Ahead of His CFDA Award, Curator Andrew Bolton Talks About What Makes a Modern Fashion Exhibition
Designers and forecasters aren’t the only ones who set trends. Many of the exhibitions Andrew Bolton has put-together at the Anna Wintour Costume Institute have had a visible ripple-effect on fashion. Sometimes that influence is physically reflected in garments. Perhaps more lasting is the way exhibitions like “Manus ex Machina” or “Camp” have introduced new filters through which we can better understand what comes down the runway or the craftsmanship that goes into its making. Now marking his 20th year at the Met, the brainy, Thom Browne-clad Bolton will receive the CFDA’s Founder’s Award in honor of Eleanor Lambert. It’s a fitting tribute. Known as the “Empress of Seventh Avenue,” Lambert not only launched the CFDA in 1962, but supported the Costume Institute from the beginning.
On the eve of the awards ceremony, Bolton took time to speak with Vogue about the considerations that go into making a modern fashion exhibition—including the museum’s much anticipated upcoming show, “Karl Lagerfeld: A Line of Beauty.”
Timeliness
People always say, ‘What does it take to do a blockbuster show?’ We never set out to do blockbuster exhibitions, we set out to come up with an exhibition that is timely and relevant. I think visitors make the blockbuster, not the curator. Timeliness is something that we are always thinking about, and also trying to make people think differently about the theme. So even if they have some preconceived ideas, to challenge those expectations and deepen people’s understanding of the theme, but also of the clothes themselves.
Narratives
I always believe in narratives—both a visual narrative and a conceptual narrative—so one of the things I also try to do is marry those parts in an exhibition.
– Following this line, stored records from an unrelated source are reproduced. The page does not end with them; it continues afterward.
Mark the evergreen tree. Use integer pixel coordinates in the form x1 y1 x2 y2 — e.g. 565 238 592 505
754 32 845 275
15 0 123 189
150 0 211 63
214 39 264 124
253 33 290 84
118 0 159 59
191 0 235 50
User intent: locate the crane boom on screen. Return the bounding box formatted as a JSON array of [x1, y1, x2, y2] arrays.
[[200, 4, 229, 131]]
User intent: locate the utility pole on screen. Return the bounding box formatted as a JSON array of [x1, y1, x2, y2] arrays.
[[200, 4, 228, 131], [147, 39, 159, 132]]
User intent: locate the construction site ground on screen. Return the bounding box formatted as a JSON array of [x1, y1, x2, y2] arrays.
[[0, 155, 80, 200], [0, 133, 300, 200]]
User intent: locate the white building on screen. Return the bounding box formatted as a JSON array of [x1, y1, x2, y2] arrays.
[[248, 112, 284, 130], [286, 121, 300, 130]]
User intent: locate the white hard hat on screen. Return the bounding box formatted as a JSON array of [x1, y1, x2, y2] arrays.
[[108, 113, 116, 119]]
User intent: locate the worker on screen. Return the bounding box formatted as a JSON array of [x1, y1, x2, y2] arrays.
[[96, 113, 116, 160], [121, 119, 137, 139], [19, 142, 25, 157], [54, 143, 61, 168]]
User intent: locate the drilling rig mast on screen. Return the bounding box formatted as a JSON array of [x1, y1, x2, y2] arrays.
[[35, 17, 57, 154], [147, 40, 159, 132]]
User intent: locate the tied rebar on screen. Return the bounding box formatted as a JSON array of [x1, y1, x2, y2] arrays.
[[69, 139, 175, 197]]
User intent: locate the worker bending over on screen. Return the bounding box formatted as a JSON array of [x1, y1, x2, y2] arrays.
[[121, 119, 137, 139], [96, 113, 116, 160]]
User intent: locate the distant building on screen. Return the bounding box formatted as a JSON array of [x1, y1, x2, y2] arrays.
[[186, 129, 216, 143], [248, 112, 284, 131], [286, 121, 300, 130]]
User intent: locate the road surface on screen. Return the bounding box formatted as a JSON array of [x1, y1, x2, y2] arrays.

I think it’s important that people can understand what the concept is immediately, just visually, because I think if you lose the audience visually, they’re not going to engage any deeper into the subject matter.
We do monographic exhibitions, but even with [those] I don’t tend to gravitate towards a retrospective that’s chronologically structured; I’m much more interested in doing an essay on a particular designer. Part of that is time; we don’t have the time to do a really in-depth sort of chronological retrospective, but it’s more the fact that I much prefer to do a really focused essay on a designer. So with the case of McQueen, it was his engagement with the concept of the sublime and romanticism; with Rei Kawakubo it is about how she operates in this in-between space; and with Karl Lagerfeld, it’s this idea of the line of beauty and his design process, but also again how he reconciles dualities in his work.